Plötzlich erkannte er noch eine Parallele zwischen sich und dem Geist des Tarkanchar – allerdings eine äußerst einzigartige. Für ihn und die übrigen Naats der imperialen Schiffe war die Schlacht um Rayold ein Himmelfahrtskommando. Sergh da Teffron rechnete nicht mit ihrem Sieg. Alles, was die Hand des Regenten wollte, war, dass Novaal und seine Soldaten die Festung sturmreif schossen. Und Novaal hatte keine andere Wahl, als zu gehorchen. Die Arkoniden befahlen den Naats, so war es schon immer gewesen. Und Sergh da Teffron hatte Sayoaard in seiner Gewalt. Der Junge würde sterben, rebellierte Novaal. Ihm blieb nur, im Kampf einen ehrenvollen Tod zu suchen.

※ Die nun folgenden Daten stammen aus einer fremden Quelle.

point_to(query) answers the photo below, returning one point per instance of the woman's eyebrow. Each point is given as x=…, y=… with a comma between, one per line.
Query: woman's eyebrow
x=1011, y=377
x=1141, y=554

»Du bist auch im Kampf gestorben«, sagte er nachdenklich zu seinem seltsamen Begleiter. »Weil du den Befehl anderer Wesen befolgtest.«
Doch jenem Soldaten, der der Datengeist gewesen war, blieb die Ehre verwehrt. Wurde das Sterben nicht beliebig, wenn der Tote auch danach noch präsent war und zu allem seinen Kommentar abgeben konnte? Entehrte man den Tod nicht, indem man ihn eines Teils seiner Endgültigkeit beraubte?
Angestachelt von Novaals Bemerkung, schilderte Grek 691 gerade mit spürbarer Begeisterung, welche Waffensysteme sein kleines Kampfschiff besessen hatte.

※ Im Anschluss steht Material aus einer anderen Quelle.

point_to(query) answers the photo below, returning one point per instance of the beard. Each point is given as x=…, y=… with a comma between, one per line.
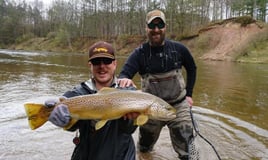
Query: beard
x=156, y=39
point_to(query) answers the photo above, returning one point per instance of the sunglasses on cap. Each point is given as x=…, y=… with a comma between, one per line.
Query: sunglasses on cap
x=97, y=61
x=159, y=25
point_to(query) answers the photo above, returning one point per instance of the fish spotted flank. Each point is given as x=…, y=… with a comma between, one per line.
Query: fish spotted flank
x=107, y=104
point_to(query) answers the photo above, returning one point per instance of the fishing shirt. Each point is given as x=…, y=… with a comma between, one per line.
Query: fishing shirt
x=112, y=142
x=161, y=59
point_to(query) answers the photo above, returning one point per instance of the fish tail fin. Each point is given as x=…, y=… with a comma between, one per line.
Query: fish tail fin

Novaal unterbrach ihn sanft: »Hattest nur du einen Tarkanchar bei dir, als du starbst? Oder gehörte er zu eurer Standardausrüstung?«
Nur ich? Wo denkst du hin? Selbstverständlich zog niemand von uns ohne in die Schlacht. Zumindest kannte ich keinen Kameraden, der ohne war. Wir trugen sie ständig bei uns, dies- und jenseits der Schützengräben.
Das klang sinnvoll. Um ein möglichst genaues Abbild des Trägers zu erstellen, musste das edelsteinförmige Gerät – und nicht zum ersten Mal fragte Novaal sich, ob es ein Stück Technik oder doch natürlichen Ursprungs war – diesen auch in allen Lebenssituationen begleiten. Nicht nur in den Extremen.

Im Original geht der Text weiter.